Since I_j ∈ {0, 1} it follows that

$$E[I_j^2]=E[I_j]=P(I_j=1)=P_2$$

so

$$\mathit{\text{Var}}[I_j]=P_2(1-P_2)$$

For the covariance,

$$E[I_i]=E[I_j]=P_2$$

and

$$E[I_i·I_j]=P(I_i=1\text{and}{I}_j=1)$$

the latter probability being dependent on whether the pair of edges share a node, or if they are disjoint. If they share a node, then

$$P(I_i=1\text{and}{I}_j=1)=\frac{(\begin{array}{c}\hfill N-3\hfill \\ \hfill K-3\hfill \end{array})}{(\begin{array}{c}\hfill N\hfill \\ \hfill K\hfill \end{array})}=P_3$$

If they do not share a node, then

$$P(I_i=1\text{and}{I}_j=1)=\frac{(\begin{array}{c}\hfill N-4\hfill \\ \hfill K-4\hfill \end{array})}{(\begin{array}{c}\hfill N\hfill \\ \hfill K\hfill \end{array})}=P_4$$

Using the notation from the expected value,

$$\sum _{i\ne j=1}^{N_E}\mathit{\text{Cov}}[I_i,I_j]=2·\sum _{i<j=1}^{N_E}\mathit{\text{Cov}}[I_i,I_j]=2·((N_S·P_3+N_D·P_4)-(\begin{array}{c}\hfill N_E\hfill \\ \hfill 2\hfill \end{array})·p_2^2)$$

where N_S is the number of edge pairs which share a node, and N_D is the number of edge pairs that do not share a node. Therefore

$$\mathit{\text{Var}}[X_K]=N_E·P_2(1-P_2)+2·(N_s·P_3+((\begin{array}{c}\hfill N_E\hfill \\ \hfill 2\hfill \end{array})-N_S)·P_4-(\begin{array}{c}\hfill N_E\hfill \\ \hfill 2\hfill \end{array})·p_2^2)$$

Proof of Eq. (12)

In the disjoint network, there are N nodes and N/2 edges.
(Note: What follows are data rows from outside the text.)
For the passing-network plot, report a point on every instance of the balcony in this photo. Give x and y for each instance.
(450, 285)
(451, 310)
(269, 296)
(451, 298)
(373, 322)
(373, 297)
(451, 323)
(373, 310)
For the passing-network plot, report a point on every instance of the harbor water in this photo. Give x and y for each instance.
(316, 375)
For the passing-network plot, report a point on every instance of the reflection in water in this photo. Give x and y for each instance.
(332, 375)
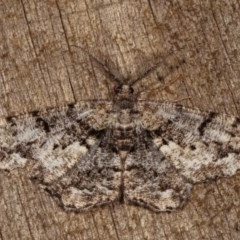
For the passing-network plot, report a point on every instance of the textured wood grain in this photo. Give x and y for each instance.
(40, 68)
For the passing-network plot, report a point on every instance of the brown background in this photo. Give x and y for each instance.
(198, 45)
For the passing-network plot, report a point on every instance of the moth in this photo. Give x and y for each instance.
(128, 150)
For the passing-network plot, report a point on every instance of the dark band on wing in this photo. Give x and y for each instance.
(207, 121)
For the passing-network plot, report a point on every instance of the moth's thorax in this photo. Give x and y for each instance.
(125, 116)
(124, 98)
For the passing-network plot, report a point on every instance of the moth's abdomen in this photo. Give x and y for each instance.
(124, 135)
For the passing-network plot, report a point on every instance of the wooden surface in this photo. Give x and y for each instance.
(198, 44)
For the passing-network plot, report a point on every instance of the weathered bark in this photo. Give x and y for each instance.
(40, 68)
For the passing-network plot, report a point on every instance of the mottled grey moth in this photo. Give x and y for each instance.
(148, 153)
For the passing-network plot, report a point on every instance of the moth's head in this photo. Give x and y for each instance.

We choose K nodes at random and consider the event that we get X_K = j edges. The total number of choices equals $\left(\begin{array}{c}\hfill N\hfill \\ \hfill K\hfill \end{array}\right)$ and to get the expression in the numerator, first note that there are $\left(\begin{array}{c}\hfill N/2\hfill \\ \hfill j\hfill \end{array}\right)$ sets of j edges. To get a specific such set, we need to choose the 2j nodes in it and the remaining K − 2j nodes must be chosen among the remaining N/2 − j nodes such that no more edges are included. In other words, the remaining nodes must be chosen by choosing one of the remaining N/2 − j edges for each of the K − 2j nodes, and there are $\left(\begin{array}{c}\hfill N/2-j\hfill \\ \hfill k-2j\hfill \end{array}\right)$ such choices. Finally, since each edge has 2 nodes, there are 2^K−2j possible node arrangements for a given set of K − 2j edges and Eq. (12) follows.